GPyTorch makes it possible to train/perform inference with a batch of Gaussian processes in parallel. This can be useful for a number of applications:
- Modeling a function with multiple (independent) outputs
- Performing efficient cross-validation
- Parallel acquisition function sampling for Bayesian optimization
- And more!
Here we highlight a number of common batch GP scenarios and how to construct them in GPyTorch.
A function with multiple (independent) outputs¶
(To model a multi-output function where the outputs are dependent, see the multitask GP examples.)
Consider the following simple GP:
>>> class ExactGPModel(gpytorch.models.ExactGP): >>> def __init__(self, train_x, train_y, likelihood, num_outputs): >>> super(ExactGPModel, self).__init__(train_x, train_y, likelihood) >>> self.mean_module = gpytorch.means.ConstantMean(batch_size=num_outputs) >>> self.covar_module = gpytorch.kernels.ScaleKernel( >>> gpytorch.kernels.RBFKernel(batch_size=num_outputs), >>> batch_size=num_outputs >>> ) >>> self.num_outputs = num_outputs >>> >>> def forward(self, x): >>> x = x.expand(self.num_outputs, *x.shape) >>> >>> mean_x = self.mean_module(x) >>> covar_x = self.covar_module(x) >>> return gpytorch.distributions.MultivariateNormal(mean_x, covar_x)
This model, which can be used in non-batch mode, can also easily be used for a multi-output model.
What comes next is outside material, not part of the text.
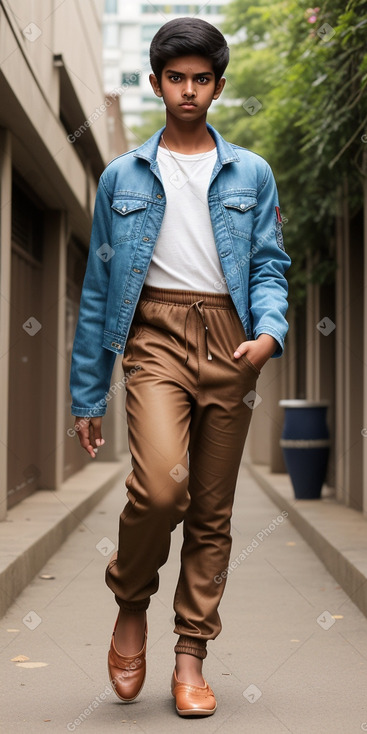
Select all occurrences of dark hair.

The model would expect:
train_x- a n x 1 or n x d tensor (note that it should not be a 1D tensor!)
train_y- a num_outputs x n tensor
In the forward pass, we expand x to be a num_outputs x n x d tensor. This makes the mean module and covariance modules return num_outputs x n and num_outputs x n x n outputs, respectively. Setting batch_size=num_outputs for all the modules ensures that the model will learn output-specific hyperparameters (rather than sharing the same lengthscale, etc. for all outputs). The corresponding MVN distribution is a batch of num_outputs n-dimensional Gaussians.
Batches of testing data¶
For cross validation, or for some BayesOpt applications, it may make sense to evaluate the GP on different batches of test data. This can be accomplished by using a standard (non-batch) GP model. At test time, feeding a b x n x d tensor into the model will then return b batches of n test points.
NOTE: The test inputs MUST be a 3D tensor. For one dimensional inputs, the tensor should be b x n x 1.